Un adolescente que deambulaba en los veranos por las Rocas de Santo Domingo. Un cuico sin saberlo en esos días, pues era heredero de inmigrantes judíos a quienes nos daban la espalda. Más bien nos ignoraban porque no pertenecíamos a ningún círculo de poder.
¿Cómo no acordarme de aquellos vecinos? Jugaban golf, andaban a caballo vestidos comme il fault… sus apellidos vinosos y extranjeros (como los míos). Ohh… sus apellidos de mierda mientras pasaban calle abajo montados elegantísimos alazanes camino al Club Ecuestre. Y los domingos, claro que en auto a pie, a la misa en la hermosa iglesia a reverenciar a Jesús, al Jesús que nosotros habíamos matado a pesar de que era judío, un exégeta de marca mayor. Nuestro Sócrates, como dice Harold Bloom. Si es que el llamado Jesús histórico alguna vez existió.
Ayayay, esos recuerdos. La chica subía desde la piscina olímpica, literalmente. 50×25 mts., tablón de competición. En esa alberca gigante y su sucedánea pequeña para los niños aprendí a nadar. Ya menos infante me atrevía a lanzarme desde el tablón bajo, pues el alto me producía pavor.
Entonces la vi una tarde viniendo desde la playa hacia la Plaza del Hoyo, hermoso ícono de las Rocas de Domingo, a pesar de su denominación horrible. La acompañaba su empleada doméstica (odio decir nana, un eufemismo que odio).
La memoria me dice que era bella, aunque no entraré en detalles que recuerdo muy bien. Diríamos hoy que era una peloláis.
No sé de dónde me hice fuerte y la abordé. Le hablé. Y quedamos de encontrarnos en la disco esa noche. ¿Por qué estaba yo ahí en solitario bajando solo a caminar a la costanera?

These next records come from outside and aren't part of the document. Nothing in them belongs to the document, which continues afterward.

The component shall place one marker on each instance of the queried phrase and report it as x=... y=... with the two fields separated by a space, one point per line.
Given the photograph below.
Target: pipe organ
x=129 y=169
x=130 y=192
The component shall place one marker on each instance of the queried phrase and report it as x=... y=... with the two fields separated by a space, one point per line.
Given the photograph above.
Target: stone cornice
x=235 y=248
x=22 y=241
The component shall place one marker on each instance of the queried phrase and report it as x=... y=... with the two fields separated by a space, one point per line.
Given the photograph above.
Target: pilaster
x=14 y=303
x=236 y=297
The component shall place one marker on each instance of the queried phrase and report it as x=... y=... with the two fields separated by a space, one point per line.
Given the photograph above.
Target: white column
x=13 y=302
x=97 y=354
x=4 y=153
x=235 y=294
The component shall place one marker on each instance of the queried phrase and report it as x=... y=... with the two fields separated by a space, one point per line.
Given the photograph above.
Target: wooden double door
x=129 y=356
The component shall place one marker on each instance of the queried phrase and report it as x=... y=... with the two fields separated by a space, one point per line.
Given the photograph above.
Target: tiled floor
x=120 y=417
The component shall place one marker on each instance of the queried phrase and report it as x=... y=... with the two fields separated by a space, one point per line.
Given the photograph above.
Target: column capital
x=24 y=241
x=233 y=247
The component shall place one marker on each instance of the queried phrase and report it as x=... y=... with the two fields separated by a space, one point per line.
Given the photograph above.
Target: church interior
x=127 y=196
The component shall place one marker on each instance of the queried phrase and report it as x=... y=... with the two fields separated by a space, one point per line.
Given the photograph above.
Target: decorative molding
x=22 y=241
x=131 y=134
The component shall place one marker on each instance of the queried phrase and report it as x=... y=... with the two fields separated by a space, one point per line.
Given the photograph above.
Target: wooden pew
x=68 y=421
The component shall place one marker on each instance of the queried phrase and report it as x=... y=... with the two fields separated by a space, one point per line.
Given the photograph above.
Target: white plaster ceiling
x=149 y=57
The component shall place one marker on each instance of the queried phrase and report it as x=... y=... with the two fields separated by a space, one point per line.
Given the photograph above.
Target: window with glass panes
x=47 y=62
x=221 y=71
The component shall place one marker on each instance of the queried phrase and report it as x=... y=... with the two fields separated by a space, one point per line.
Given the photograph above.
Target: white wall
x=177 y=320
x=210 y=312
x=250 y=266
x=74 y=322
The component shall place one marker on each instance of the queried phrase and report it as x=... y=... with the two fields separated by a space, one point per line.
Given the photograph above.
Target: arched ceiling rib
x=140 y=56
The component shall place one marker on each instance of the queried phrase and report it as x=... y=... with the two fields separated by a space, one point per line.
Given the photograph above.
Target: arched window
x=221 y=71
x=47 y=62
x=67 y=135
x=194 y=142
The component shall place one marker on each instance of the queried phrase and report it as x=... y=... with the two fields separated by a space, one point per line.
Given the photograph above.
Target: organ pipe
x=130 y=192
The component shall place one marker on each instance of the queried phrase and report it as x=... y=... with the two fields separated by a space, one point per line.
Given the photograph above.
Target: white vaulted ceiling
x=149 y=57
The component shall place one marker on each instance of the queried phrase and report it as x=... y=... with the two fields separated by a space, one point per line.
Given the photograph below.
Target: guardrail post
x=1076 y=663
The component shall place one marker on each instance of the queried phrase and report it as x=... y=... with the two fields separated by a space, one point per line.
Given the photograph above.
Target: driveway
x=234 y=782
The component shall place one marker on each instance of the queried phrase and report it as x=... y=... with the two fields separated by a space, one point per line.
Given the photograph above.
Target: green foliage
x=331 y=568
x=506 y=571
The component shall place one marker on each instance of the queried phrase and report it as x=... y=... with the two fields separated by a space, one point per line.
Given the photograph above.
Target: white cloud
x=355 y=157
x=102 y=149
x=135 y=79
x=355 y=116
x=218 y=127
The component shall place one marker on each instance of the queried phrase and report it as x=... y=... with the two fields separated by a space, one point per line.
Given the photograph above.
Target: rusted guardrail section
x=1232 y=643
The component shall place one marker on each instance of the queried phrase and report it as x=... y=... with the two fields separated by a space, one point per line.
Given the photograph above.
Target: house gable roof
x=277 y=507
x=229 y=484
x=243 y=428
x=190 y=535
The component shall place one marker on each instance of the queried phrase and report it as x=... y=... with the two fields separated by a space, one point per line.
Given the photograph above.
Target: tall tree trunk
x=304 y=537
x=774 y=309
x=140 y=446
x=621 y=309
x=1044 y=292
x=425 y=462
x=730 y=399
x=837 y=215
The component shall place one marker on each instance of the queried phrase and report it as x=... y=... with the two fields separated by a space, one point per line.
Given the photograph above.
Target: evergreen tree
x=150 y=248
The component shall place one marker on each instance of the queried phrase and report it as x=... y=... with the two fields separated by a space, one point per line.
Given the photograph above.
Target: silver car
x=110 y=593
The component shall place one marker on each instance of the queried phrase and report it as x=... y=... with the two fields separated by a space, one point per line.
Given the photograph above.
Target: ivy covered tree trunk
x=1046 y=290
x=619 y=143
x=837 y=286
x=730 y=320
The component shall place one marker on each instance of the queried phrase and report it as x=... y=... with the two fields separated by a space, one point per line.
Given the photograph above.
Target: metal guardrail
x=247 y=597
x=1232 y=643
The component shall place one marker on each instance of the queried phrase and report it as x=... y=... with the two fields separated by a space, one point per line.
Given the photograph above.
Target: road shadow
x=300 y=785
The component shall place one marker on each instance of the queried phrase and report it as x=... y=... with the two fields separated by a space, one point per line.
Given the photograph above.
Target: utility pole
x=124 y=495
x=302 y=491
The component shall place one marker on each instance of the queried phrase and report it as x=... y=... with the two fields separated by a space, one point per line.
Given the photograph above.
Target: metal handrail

Nunca lo sabré. ¿Por qué me dijo que sí, que en la disco esa noche? Nunca lo sabré. Un arcano mayor.
Pues bien, allí en la disco la encontré después de que el crepúsculo había amainado. Estaba con un grupo de amigos en una mesa. ¿Bebiendo qué? No recuerdo. Me acerqué y la invité a bailar Adamo. Sentada, de medio lado, sin mirarme, me dijo que no.
Yo era un chico bien educado, hablaba bien, para mis catorce años, of course. Intuyo que hablaba bien. Hijo de judíos leídos, amantes de los clásicos de la música, y alumno del Instituto Nacional. Y me dijo que no. Fue un shock. Que me educó para siempre jamás.
A la sazón aprendí sin conciencia en ese instante lo que era la élite chilena. Un grupo cerrado y endogámico. De izquierda o derecha. Nada importa, excepto que seas del clan. La tribu, diría Nicanor Parra, con su ambiguo y cómplice giro antipoético.
Hoy leo las noticias. L@s parientes y amig@s de Sebastián Piñera y sus adláteres se reparten los cargos de gobierno. El nepotismo no es nepotismo.
Según la RAE es: “Desmedida preferencia que algunos dan a sus parientes para las concesiones o empleos públicos” (RAE). Los “expertos” en Chile nos dicen que es nombrar ineptos para un cargo.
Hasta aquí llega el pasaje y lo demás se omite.